FTX, the cryptocurrency exchange led by billionaire Sam Bankman-Fried, has entered negotiations to acquire a stake in the beleaguered crypto lending firm BlockFi, according to a report today in the Wall Street Journal, citing unnamed sources.
The acquisition talks come on the heels of BlockFi's announcement earlier this week that it secured a $250 million line of credit from FTX, which the crypto industry largely recognized as a "bailout."
"This agreement also unlocks future collaboration and innovation between BlockFi & FTX as we work to accelerate prosperity worldwide through crypto financial services," BlockFi CEO Zac Prince tweeted at the time.

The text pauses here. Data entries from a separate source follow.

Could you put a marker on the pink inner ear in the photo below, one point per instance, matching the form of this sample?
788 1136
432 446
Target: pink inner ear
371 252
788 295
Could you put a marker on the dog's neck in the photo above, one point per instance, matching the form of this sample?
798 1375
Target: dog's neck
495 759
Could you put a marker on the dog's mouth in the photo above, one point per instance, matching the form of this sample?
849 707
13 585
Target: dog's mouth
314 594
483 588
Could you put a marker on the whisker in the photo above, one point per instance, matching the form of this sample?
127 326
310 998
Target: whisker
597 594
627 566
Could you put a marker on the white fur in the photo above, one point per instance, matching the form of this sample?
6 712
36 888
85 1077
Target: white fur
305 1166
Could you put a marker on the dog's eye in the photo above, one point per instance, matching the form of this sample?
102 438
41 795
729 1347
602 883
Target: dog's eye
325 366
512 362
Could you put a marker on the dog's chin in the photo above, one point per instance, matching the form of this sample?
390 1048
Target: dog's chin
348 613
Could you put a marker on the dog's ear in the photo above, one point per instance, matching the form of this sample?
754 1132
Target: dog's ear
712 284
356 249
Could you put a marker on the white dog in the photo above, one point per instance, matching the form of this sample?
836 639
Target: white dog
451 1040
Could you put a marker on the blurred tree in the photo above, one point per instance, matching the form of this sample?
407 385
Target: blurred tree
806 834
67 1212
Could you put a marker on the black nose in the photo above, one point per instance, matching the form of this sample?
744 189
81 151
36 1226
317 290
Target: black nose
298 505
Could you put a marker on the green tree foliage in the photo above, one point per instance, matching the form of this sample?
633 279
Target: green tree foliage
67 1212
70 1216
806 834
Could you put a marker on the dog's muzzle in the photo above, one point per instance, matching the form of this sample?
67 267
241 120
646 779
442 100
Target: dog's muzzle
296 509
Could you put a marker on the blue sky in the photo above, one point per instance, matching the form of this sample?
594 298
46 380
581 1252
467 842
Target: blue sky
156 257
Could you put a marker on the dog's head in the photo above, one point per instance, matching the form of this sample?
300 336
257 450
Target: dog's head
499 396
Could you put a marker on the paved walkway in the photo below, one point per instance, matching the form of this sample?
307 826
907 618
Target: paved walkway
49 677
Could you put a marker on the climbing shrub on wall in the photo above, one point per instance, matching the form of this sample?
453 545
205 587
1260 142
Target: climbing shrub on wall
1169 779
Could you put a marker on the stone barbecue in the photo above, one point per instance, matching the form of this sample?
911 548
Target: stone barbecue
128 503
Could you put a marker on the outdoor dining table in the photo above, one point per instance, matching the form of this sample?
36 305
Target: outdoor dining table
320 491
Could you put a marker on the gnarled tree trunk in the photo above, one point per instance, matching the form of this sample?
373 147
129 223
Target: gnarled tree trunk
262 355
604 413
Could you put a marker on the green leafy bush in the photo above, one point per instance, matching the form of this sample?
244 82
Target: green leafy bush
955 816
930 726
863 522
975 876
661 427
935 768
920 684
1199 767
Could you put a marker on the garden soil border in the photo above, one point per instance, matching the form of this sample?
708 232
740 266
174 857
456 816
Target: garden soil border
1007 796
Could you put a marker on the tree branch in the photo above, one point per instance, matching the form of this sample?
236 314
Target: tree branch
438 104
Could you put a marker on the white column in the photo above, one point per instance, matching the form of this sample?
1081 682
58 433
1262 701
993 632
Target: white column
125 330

The “definitive documents” that spell out the terms of BlockFi's line of credit from FTX are still underway and could include the crypto exchange acquiring a stake in the battered crypto lender. Unnamed sources familiar with discussions between BlockFi and FTX told the Wall Street Journal on Friday that an equity agreement had not yet been reached.
Prince explained on Tuesday that the revolving line of credit will be subordinate to client funds, meaning that the company will meet its obligations to its customers before repaying FTX.
Prince told Bloomberg that taking the line of credit was equal parts offensive and defensive, in terms of strategy, and that the company processed a "higher-than-usual volume" of withdrawals last week, when news about a possible bank run at its competitor Celsius shook markets. Celsius abruptly suspended all user withdrawals from its platform nearly two weeks ago and has been all but silent ever since.
"We felt that it was a smart, offensive and strategic decision for BlockFi to bolster the balance sheet with a big number, and tell everybody about it," he said.
Meanwhile, FTX CEO Bankman-Fried has been quiet about the BlockFi deal. But yesterday he did bemoan the reluctance of venture capitalists to provide more of a backstop for crypto startups during the market downturn.
Bankman-Fried said on Sunday, before the BlockFi deal was announced, that he feels his companies "have a responsibility to seriously consider stepping in, even if it is at a loss to ourselves, to stem contagion."